While defining a purely empirical similarity measure can sometimes suffice to fit structures to cryo-EM densities, connecting the similarity measure to the underlying measurement process of the target density enables derivation of natural similarity measures. From very few assumptions, this results in density-based potentials derived from the maximum likelihood that coincides with the relative-entropy between a model density generated from model/simulation atom coordinates and the target cryo-EM density.

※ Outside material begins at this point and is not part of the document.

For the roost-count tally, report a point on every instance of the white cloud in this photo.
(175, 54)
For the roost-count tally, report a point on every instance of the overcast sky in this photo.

The newly defined potentials have favorable features, with the Poisson statistics-based relative entropy potential most prominently exhibiting long range and low ruggedness. It avoids local minima that do not correspond to desired configurations during refinement and allows rapid alignment of large-scale features, and performs superior to established refinement in the zero noise setting with synthetic density maps. The noise content in current cryo-EM densities is likely still too high to be handled with the current minimalistic model assumptions, but as the quality of cryo-EM and other low-to-medium resolution techniques continues to rapidly improve, we believe there will be even more advantages to models that do not depend on smoothing. In addition, the adaptive force-scaling provides a surprisingly simple way to tackle the inaccessibility of the balance between force-field and density-based forces within our model assumptions. It allows for parameter-free refinement that is one to two orders of magnitude faster than currently established protocols. Conceptually it is orthogonal to, and easily combined with, multi-resolution protocols [15].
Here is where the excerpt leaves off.